5 minutes. Serves 2, who will know that at least one thing went well tonight.

Oh, sure, you could start with fresh shrimp, using the shells to make stock—but that would take longer, and after a night like this there’s no way you’d have the patience for that sort of thing. And if you’ve got leftover shrimp in the fridge, you really ought to use it. Purists will also grouse that asparagus has no business being in shrimp and grits. To such purists we say: pbbbbt. We like asparagus, we had some on hand that needed to get out of the crisper in time for Tuesday’s CSA delivery, and another vegetable in the dish made me feel less guilty about not serving a salad alongside. Why cut the shrimp into pieces first? Because when dinner is served this close to midnight you want it to be as easy to eat as possible.

Tuesday’s rehearsal went infinitely better: many things were much better, and new things went wrong. Wednesday’s went just a little better than that; more elements, more fixes, more oopses. Thursday was better still. We opened Friday to an appreciative crowd and if every element didn’t go exactly as we hoped, it’s unlikely that anyone but us knew. Was every meal along the way home-cooked and nutritious? Not quite. But, y’know, one step forward…


Tomato S…omething

Painted in Waterlogue

“We should make pulled pork,” she said. “There’s all that pork shoulder in the freezer.  And you should make favorite slaw from that cabbage.”

Ah. She wasn’t really jonesing for pulled pork; it was a ploy to use a young cabbage that had arrived in our CSA box. Still, I didn’t disagree. I never disagree with a request for pulled pork. But it was opening weekend for my new musical—which came directly on the heels of production week for my othernew musical—so we didn’t make the time to make the pork. I’d do it early on a weekday, and give it all day to sit in the slow cooker.
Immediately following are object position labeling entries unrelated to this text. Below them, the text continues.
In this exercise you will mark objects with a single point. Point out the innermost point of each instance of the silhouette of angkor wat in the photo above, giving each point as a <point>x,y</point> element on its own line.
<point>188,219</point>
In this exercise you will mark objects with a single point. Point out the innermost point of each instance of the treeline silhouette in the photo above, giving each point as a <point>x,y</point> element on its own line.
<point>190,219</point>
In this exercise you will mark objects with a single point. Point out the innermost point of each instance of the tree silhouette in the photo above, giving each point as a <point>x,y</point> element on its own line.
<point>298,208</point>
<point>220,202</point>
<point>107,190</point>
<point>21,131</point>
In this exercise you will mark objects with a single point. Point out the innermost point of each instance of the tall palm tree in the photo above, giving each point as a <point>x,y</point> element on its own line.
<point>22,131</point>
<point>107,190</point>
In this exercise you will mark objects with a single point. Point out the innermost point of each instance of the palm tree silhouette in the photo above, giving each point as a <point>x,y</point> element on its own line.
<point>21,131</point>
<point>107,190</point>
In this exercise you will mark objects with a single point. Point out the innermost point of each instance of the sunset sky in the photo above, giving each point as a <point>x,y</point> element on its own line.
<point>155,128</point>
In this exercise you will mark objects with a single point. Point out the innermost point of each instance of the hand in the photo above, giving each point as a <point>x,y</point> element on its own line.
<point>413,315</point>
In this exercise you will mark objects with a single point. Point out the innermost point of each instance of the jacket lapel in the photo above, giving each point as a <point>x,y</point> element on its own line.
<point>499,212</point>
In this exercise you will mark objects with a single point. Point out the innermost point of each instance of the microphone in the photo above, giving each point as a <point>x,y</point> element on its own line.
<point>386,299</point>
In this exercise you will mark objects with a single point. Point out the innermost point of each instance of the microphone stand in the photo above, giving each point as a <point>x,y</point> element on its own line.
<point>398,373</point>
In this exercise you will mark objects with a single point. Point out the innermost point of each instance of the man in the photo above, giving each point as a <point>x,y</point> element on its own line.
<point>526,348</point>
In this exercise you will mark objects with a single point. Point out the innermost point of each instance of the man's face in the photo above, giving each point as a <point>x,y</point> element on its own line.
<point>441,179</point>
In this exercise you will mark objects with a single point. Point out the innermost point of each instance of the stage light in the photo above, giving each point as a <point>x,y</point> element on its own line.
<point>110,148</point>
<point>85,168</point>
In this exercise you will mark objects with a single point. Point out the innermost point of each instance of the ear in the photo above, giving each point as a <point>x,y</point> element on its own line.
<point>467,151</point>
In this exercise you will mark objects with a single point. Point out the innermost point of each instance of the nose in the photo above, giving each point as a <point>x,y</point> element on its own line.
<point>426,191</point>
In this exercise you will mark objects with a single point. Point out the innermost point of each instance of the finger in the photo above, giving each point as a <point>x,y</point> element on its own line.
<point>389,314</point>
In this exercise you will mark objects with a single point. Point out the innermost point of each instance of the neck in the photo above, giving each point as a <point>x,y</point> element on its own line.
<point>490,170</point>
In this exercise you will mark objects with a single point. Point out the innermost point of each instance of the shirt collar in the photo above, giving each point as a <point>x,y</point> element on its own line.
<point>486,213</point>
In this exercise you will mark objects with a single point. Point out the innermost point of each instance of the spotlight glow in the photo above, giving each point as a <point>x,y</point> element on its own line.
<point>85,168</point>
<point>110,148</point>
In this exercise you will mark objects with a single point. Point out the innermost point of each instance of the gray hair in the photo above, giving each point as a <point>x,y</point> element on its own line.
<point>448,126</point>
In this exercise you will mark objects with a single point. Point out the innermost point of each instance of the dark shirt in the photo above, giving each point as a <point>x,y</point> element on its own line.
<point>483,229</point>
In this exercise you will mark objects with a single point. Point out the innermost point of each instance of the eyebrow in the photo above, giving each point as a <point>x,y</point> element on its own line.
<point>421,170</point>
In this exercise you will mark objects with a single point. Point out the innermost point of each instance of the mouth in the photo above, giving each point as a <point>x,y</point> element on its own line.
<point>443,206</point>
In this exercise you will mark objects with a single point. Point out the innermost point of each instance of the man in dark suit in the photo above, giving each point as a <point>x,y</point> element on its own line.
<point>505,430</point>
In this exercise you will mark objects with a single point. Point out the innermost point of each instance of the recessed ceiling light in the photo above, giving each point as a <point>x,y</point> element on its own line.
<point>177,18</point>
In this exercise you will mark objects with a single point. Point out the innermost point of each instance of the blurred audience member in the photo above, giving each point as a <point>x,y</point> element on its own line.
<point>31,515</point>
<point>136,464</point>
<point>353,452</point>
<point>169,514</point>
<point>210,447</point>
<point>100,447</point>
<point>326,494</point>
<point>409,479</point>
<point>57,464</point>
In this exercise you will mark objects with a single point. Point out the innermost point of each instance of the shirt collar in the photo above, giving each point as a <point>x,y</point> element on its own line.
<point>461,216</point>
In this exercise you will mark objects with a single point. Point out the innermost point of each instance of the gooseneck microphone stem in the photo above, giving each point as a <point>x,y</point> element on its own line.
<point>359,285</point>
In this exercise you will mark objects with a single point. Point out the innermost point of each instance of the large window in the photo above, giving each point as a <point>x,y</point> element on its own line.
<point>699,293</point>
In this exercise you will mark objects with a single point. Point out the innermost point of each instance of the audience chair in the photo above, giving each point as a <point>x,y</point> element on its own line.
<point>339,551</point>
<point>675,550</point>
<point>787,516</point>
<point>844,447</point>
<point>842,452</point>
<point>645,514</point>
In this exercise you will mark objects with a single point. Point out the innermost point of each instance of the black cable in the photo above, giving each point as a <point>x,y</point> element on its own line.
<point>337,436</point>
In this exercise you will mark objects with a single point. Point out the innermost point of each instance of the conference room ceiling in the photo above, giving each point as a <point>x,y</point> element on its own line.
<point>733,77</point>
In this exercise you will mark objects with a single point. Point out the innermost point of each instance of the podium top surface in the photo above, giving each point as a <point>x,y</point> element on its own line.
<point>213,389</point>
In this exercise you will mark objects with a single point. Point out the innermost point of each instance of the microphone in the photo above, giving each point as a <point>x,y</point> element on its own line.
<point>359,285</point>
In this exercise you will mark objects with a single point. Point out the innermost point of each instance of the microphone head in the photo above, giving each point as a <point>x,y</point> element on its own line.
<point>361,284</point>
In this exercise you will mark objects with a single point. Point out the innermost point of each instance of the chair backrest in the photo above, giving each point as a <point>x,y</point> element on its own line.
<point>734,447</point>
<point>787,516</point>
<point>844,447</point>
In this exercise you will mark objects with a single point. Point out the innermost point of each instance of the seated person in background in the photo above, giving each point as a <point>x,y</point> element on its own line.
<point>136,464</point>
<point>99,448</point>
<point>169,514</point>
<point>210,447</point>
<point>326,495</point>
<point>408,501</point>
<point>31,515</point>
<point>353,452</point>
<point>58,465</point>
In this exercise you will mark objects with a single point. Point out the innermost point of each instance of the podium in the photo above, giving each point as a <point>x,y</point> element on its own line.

Except, well, there wasn’t all that pork shoulder in the freezer. Or any pork shoulder. There was a package of ground pork; there were several packages of ground beef, and some steaks; there were chicken breasts—she’s been doing most of the grocery shopping lately, and has been stocking up when things are on sale. That’s why I also found 10 pounds of butter, and quite a bit of ice cream. I’m not complaining about any of this; I’m just reporting what I found. Six quarts of really good stock, and bags of bones, shrimp shells, and vegetable clippings from which we’ll make more one day. And, although there was a package of bacon, too, nothing in the freezer was pork shoulder.

I also took from the freezer an unfortunately unmarked container of something red. I don’t know if its label fell off or it had never been labeled, but after it thawed overnight in the fridge and I tasted it, I still wasn’t quite sure if it was tomato soup or tomato sauce. (If the former, it had been made without cream; if the latter, without meat.) It was going to be the basis for dinner, but I wasn’t sure whether to make grilled cheese sandwiches or pasta.
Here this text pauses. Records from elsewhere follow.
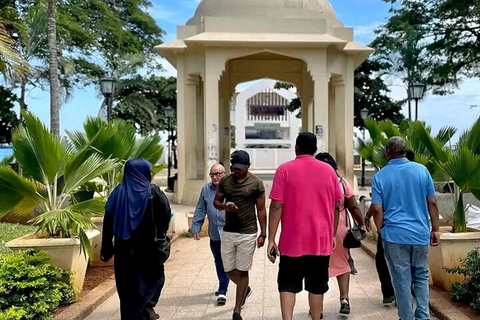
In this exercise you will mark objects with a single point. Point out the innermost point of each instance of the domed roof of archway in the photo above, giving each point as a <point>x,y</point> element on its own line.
<point>287,9</point>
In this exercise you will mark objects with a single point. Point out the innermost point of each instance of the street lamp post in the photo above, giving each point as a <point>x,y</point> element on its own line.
<point>416,93</point>
<point>107,86</point>
<point>363,115</point>
<point>168,115</point>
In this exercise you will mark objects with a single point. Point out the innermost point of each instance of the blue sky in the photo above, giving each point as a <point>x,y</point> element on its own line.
<point>363,15</point>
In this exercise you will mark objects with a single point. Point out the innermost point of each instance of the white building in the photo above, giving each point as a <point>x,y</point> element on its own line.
<point>263,126</point>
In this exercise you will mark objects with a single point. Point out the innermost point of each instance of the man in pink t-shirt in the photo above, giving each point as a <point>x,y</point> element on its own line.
<point>306,198</point>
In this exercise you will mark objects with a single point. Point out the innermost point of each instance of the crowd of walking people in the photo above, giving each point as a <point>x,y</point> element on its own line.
<point>319,217</point>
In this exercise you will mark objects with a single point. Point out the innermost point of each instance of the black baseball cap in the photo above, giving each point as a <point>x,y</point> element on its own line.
<point>240,160</point>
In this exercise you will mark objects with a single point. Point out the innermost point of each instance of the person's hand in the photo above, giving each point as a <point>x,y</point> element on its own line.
<point>106,254</point>
<point>230,206</point>
<point>272,245</point>
<point>434,238</point>
<point>260,241</point>
<point>368,225</point>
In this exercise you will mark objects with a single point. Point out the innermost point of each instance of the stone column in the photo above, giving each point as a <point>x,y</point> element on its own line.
<point>213,70</point>
<point>181,129</point>
<point>224,115</point>
<point>344,92</point>
<point>318,69</point>
<point>332,130</point>
<point>191,123</point>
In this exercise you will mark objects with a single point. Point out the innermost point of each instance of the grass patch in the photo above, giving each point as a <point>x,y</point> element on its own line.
<point>10,231</point>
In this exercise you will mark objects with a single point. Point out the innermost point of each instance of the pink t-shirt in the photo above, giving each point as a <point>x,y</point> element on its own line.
<point>308,190</point>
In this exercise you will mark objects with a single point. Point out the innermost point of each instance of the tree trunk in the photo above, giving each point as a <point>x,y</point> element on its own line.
<point>23,86</point>
<point>53,69</point>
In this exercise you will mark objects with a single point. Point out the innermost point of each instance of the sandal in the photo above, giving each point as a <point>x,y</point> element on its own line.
<point>310,313</point>
<point>344,307</point>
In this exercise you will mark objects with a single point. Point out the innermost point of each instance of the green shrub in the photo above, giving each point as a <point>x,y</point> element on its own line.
<point>32,288</point>
<point>469,290</point>
<point>10,231</point>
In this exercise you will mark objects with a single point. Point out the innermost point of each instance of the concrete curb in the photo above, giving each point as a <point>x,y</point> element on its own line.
<point>441,307</point>
<point>82,309</point>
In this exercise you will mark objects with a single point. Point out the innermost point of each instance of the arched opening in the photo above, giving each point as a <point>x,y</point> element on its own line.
<point>262,123</point>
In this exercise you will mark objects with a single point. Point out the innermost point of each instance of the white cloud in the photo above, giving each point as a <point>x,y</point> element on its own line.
<point>453,110</point>
<point>364,34</point>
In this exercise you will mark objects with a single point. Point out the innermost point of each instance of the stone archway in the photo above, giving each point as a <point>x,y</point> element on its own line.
<point>220,48</point>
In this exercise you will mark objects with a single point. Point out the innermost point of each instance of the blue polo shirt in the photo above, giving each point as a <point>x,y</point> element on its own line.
<point>402,188</point>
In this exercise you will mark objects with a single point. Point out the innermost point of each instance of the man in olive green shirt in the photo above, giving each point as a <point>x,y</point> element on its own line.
<point>239,194</point>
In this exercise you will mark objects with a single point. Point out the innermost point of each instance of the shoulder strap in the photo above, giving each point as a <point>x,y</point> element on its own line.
<point>347,218</point>
<point>151,212</point>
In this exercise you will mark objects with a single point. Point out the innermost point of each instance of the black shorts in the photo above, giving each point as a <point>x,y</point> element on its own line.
<point>292,271</point>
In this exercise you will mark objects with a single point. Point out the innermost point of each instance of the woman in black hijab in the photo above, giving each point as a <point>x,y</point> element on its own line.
<point>132,211</point>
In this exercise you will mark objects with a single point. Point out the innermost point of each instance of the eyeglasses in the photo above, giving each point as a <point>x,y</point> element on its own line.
<point>216,174</point>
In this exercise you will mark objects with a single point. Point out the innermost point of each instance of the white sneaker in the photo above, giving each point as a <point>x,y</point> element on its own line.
<point>221,299</point>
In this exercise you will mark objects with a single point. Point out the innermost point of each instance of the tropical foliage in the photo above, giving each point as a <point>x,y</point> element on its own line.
<point>10,60</point>
<point>371,93</point>
<point>54,169</point>
<point>32,288</point>
<point>8,117</point>
<point>116,139</point>
<point>462,166</point>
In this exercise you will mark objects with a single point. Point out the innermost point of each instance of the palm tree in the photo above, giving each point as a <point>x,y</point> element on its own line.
<point>116,139</point>
<point>53,69</point>
<point>462,166</point>
<point>55,171</point>
<point>10,59</point>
Then the CSA delivery came, bearing purple carrots, green peppers, red onions, and some tender young eggplants. I chopped a big pile of each and sweated them in a big skillet, and set a pot of water to boil.  When the vegetables were softened, I poured in the tomato-something and let it simmer gently. There was some leftover sausage in the fridge, so I chopped and added it, along with a hunk of parmesan rind. If the red stuff had once been tomato soup, it would be soup no longer.

Dinner was wonderful. We haven’t had a bowl of pasta-with-sauce in quite a while. It felt like a treat.
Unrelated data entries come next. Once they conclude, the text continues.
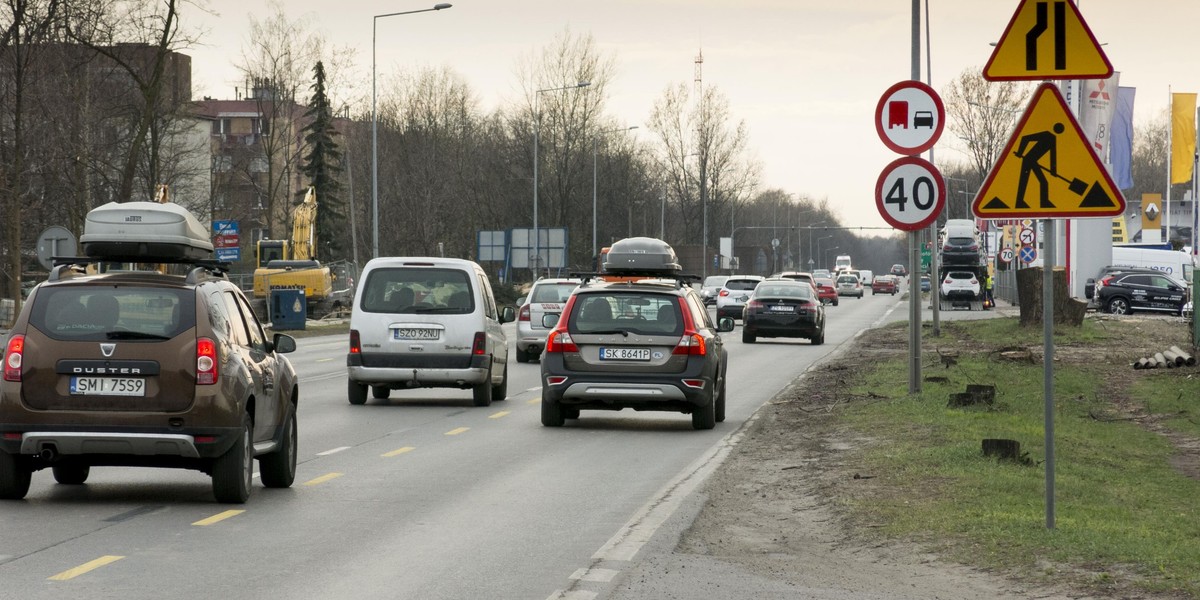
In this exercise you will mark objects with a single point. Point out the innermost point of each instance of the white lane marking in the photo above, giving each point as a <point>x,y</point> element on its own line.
<point>600,575</point>
<point>642,526</point>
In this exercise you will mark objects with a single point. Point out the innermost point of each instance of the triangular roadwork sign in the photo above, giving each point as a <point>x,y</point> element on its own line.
<point>1047,40</point>
<point>1048,169</point>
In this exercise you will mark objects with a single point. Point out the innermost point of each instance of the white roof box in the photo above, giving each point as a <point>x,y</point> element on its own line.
<point>143,232</point>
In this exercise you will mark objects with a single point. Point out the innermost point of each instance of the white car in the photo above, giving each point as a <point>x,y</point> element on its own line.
<point>427,323</point>
<point>540,313</point>
<point>960,286</point>
<point>733,295</point>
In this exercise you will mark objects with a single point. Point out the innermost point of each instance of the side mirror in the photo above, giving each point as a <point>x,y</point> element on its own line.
<point>285,343</point>
<point>508,315</point>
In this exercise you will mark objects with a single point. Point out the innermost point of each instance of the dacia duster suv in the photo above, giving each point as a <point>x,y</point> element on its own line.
<point>115,366</point>
<point>646,345</point>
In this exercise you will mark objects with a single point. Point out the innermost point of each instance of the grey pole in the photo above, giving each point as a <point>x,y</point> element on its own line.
<point>375,127</point>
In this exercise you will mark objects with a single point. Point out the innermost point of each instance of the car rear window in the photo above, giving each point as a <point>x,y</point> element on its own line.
<point>113,312</point>
<point>418,291</point>
<point>741,285</point>
<point>627,312</point>
<point>552,292</point>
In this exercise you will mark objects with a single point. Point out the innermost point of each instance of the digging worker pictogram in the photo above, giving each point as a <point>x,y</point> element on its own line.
<point>1033,147</point>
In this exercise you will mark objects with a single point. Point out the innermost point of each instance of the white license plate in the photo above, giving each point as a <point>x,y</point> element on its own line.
<point>414,334</point>
<point>108,387</point>
<point>624,354</point>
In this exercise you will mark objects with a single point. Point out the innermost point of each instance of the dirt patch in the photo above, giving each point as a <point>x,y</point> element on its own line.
<point>774,508</point>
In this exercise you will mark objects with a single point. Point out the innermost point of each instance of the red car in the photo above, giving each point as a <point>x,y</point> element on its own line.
<point>883,285</point>
<point>826,291</point>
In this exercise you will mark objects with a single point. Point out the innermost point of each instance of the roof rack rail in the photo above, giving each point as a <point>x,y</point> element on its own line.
<point>201,265</point>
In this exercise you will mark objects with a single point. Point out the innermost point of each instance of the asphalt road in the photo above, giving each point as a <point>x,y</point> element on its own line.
<point>420,496</point>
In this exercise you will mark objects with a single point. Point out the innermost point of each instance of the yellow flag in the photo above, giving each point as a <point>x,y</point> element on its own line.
<point>1183,136</point>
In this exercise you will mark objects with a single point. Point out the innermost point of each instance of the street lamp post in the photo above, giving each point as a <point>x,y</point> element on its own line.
<point>375,126</point>
<point>819,245</point>
<point>537,131</point>
<point>595,144</point>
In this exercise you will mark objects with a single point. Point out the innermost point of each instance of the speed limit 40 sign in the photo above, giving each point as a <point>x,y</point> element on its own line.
<point>910,193</point>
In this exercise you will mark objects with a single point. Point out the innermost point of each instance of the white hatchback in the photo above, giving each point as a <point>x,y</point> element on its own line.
<point>427,323</point>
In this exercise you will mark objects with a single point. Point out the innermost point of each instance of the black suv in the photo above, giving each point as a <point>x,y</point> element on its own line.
<point>143,367</point>
<point>647,345</point>
<point>1122,293</point>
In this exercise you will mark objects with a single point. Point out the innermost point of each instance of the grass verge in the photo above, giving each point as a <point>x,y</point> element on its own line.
<point>1126,517</point>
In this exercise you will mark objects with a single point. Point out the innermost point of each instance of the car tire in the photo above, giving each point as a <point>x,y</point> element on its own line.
<point>15,477</point>
<point>71,473</point>
<point>720,402</point>
<point>501,391</point>
<point>279,468</point>
<point>232,472</point>
<point>1119,305</point>
<point>357,393</point>
<point>705,417</point>
<point>481,393</point>
<point>551,412</point>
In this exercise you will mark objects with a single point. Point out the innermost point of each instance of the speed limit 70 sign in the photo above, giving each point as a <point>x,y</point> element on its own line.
<point>910,193</point>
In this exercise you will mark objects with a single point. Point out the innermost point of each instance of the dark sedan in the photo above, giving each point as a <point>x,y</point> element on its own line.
<point>784,309</point>
<point>1127,292</point>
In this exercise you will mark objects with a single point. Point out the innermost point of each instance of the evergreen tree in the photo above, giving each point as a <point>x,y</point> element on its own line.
<point>322,166</point>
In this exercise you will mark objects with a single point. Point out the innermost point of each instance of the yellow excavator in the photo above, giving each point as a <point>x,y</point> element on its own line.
<point>292,264</point>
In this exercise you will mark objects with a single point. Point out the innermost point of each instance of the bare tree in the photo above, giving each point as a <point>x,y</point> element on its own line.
<point>983,114</point>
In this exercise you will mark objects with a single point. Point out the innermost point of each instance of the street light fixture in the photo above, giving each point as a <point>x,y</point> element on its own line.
<point>595,144</point>
<point>375,126</point>
<point>537,131</point>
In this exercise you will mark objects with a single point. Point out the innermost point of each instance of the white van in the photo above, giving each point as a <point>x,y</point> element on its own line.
<point>427,323</point>
<point>1175,263</point>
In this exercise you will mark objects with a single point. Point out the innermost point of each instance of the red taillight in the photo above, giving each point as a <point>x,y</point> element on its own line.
<point>13,355</point>
<point>691,343</point>
<point>559,341</point>
<point>205,361</point>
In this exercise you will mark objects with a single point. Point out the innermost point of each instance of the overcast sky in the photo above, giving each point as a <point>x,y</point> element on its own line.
<point>804,75</point>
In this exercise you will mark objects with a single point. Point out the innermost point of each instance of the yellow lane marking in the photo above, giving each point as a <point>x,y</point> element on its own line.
<point>322,479</point>
<point>397,451</point>
<point>70,574</point>
<point>219,517</point>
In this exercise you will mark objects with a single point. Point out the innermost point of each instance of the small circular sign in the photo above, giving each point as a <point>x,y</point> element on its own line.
<point>910,193</point>
<point>910,118</point>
Planning is good. Preparing is good. Stocking-up is great. Organizing the freezer once in a while is essential. Proper labeling is a fine and glorious thing. And figuring out what to do with a mysterious package—well, it might be better if there weren’t such mysteries, but the figuring-out was fun.

It’s Thursday, so the grocery store fliers will be in today’s mail. I’ve got a bunch of cole slaw, so I hope somebody’s running a special on pork shoulder.